Berries are rich in health-promoting flavonoids, the pigments that give them their color. Flavonoids are also found in other fruits and vegetables, as well as herbs, grains, legumes and nuts at well. In the study, total flavonoid intake was also associated with less decline in brain function.
The authors noted that there is "substantial biologic evidence" to support a diet rich in berries and other foods rich in flavonoids in protecting the brain. Several flavonoids have been to reduce levels of inflammation, which scientists increasingly link to Alzheimer’s and other forms of dementia. Flavonoids are also potent antioxidants, which prevent cell damage from the reactive forms of oxygen known as free radicals, and have been shown to have other protective effects on brain cells as well.

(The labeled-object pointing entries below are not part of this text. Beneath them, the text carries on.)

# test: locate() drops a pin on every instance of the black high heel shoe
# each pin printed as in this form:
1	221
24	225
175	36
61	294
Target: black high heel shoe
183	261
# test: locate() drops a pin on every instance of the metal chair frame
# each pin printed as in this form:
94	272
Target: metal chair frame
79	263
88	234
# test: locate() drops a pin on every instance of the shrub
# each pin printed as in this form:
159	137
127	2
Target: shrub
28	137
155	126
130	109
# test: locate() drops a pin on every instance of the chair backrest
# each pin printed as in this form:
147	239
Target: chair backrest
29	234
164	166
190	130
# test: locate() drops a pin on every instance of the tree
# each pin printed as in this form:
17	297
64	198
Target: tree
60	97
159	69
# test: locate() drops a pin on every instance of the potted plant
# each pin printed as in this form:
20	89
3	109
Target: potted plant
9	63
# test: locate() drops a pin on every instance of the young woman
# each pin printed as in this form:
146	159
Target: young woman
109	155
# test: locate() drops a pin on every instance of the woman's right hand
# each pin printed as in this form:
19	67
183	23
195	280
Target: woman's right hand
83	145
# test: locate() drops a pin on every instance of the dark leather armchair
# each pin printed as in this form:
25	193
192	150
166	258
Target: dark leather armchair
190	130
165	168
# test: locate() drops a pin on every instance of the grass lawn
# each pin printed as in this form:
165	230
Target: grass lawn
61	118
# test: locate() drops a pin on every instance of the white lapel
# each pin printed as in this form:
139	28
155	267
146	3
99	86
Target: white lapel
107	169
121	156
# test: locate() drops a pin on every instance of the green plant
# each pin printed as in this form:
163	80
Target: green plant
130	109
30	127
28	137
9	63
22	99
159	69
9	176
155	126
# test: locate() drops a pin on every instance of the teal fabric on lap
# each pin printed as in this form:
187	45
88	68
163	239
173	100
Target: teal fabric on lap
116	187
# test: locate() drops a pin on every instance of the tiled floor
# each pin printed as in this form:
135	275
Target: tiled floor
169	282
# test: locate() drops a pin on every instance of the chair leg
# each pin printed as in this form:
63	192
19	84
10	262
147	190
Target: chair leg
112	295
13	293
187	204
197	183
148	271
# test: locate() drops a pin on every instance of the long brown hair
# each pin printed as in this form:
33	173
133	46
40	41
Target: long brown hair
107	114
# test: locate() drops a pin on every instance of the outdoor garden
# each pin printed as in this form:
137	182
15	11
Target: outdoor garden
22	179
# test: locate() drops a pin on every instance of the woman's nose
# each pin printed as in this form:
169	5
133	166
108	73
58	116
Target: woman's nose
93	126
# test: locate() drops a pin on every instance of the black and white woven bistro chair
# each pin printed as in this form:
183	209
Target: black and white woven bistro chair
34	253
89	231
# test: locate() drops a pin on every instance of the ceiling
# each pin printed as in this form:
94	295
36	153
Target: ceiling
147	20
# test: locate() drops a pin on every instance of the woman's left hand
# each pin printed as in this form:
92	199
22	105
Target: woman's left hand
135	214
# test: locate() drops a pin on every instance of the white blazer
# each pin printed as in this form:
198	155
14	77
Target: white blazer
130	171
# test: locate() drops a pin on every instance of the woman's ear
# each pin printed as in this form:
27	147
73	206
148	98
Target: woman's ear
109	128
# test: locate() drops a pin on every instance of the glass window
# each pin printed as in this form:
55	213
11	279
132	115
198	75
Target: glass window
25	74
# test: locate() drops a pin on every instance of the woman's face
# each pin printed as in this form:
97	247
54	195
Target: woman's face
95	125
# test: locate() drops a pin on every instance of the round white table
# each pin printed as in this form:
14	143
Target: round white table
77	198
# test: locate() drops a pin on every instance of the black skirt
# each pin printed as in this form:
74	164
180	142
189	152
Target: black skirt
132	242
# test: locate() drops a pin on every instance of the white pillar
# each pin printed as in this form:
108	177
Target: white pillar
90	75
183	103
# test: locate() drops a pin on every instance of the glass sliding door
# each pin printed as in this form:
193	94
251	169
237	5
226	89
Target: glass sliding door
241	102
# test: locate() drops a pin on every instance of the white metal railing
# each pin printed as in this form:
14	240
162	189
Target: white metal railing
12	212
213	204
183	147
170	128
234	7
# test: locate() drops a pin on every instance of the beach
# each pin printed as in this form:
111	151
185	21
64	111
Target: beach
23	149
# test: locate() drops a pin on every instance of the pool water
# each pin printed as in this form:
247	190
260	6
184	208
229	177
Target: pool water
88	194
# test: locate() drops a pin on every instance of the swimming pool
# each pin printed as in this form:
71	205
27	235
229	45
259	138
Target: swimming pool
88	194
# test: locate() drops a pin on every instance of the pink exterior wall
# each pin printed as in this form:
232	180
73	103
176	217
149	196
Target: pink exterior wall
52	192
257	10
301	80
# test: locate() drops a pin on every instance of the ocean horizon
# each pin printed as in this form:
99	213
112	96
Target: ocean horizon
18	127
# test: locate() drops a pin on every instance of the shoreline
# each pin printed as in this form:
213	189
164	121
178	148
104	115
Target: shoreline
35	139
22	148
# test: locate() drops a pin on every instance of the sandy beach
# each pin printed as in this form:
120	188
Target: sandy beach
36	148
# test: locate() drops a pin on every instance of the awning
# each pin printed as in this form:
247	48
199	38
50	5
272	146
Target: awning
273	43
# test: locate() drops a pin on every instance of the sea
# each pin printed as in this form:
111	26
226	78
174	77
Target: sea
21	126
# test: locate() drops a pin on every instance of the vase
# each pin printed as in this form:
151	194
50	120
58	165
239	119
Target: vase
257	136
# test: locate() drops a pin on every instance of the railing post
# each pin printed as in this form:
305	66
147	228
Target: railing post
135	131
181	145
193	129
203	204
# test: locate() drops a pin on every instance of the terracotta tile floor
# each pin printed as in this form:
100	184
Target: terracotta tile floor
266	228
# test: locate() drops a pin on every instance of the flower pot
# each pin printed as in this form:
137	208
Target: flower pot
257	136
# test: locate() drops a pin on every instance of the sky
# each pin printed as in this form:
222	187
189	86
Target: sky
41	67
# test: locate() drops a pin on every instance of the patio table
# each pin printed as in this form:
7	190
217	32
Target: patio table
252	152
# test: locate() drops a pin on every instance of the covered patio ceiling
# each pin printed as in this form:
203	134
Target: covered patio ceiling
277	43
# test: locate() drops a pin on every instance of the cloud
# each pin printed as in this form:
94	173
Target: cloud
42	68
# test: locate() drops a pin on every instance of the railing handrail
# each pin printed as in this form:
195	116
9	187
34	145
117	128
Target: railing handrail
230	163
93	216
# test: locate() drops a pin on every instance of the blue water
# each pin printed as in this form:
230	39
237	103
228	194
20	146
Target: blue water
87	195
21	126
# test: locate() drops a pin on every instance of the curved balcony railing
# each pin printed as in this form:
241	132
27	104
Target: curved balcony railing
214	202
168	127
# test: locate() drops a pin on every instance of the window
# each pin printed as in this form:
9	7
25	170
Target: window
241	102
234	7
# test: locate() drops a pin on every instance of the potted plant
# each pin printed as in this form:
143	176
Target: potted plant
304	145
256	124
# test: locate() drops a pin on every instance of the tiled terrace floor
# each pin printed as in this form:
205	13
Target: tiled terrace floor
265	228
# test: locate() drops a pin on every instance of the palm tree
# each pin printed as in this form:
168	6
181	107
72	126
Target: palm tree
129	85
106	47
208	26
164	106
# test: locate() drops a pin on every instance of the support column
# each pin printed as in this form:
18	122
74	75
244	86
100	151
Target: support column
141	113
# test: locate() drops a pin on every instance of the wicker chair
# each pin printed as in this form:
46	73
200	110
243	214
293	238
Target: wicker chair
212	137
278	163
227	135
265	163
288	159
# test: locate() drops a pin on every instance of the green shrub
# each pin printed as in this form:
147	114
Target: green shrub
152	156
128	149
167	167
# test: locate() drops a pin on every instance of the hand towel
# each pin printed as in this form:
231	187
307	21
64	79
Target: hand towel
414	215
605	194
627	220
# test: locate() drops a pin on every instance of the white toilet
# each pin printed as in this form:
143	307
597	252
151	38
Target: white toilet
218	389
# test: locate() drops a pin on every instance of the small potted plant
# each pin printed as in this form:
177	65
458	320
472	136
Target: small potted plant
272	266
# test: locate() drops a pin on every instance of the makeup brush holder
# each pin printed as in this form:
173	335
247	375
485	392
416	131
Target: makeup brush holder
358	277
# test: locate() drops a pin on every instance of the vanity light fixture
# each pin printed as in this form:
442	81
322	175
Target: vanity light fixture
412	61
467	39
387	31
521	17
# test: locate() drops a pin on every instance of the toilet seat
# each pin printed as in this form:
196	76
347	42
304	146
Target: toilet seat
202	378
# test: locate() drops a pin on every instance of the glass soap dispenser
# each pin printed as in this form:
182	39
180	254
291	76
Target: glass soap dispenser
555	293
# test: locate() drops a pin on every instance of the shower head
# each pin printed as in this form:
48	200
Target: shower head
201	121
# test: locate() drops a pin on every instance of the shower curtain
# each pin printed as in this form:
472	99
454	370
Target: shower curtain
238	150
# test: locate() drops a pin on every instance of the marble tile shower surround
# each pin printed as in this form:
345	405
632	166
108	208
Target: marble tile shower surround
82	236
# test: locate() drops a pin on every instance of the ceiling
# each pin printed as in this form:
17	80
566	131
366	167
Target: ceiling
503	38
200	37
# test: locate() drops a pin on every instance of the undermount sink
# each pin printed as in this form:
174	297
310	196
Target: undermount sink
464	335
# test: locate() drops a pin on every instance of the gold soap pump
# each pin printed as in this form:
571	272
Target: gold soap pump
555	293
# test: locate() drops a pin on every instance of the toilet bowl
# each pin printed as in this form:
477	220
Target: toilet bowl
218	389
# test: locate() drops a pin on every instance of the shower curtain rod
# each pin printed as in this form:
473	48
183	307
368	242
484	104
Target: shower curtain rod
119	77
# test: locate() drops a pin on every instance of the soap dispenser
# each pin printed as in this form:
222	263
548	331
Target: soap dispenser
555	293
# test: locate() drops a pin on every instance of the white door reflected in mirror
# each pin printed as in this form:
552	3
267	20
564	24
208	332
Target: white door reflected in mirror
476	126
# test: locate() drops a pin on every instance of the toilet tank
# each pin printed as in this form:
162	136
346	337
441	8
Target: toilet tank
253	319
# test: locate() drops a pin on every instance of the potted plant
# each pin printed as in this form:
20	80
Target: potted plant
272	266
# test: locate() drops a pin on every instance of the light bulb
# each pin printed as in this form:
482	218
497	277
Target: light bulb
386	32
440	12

Dietary studies can be unreliable, experts caution, since people may not fill our food surveys accurately, and it can be difficult to tease out the cause-and-effect relationship between what we eat and the many factors that contribute to sound health. But "what makes our study unique is the amount of data we analyzed over such a long period of time,” said Dr. Devore. “No other berry study has been conducted on such a large scale."
Source: Elizabeth E. Devore ScD, Jae Hee Kang ScD, Monique M. B. Breteler MD, PhD, Francine Grodstein ScD: “Dietary intakes of berries and flavonoids in relation to cognitive decline.” Annals of Neurology online, 25 April, 2012.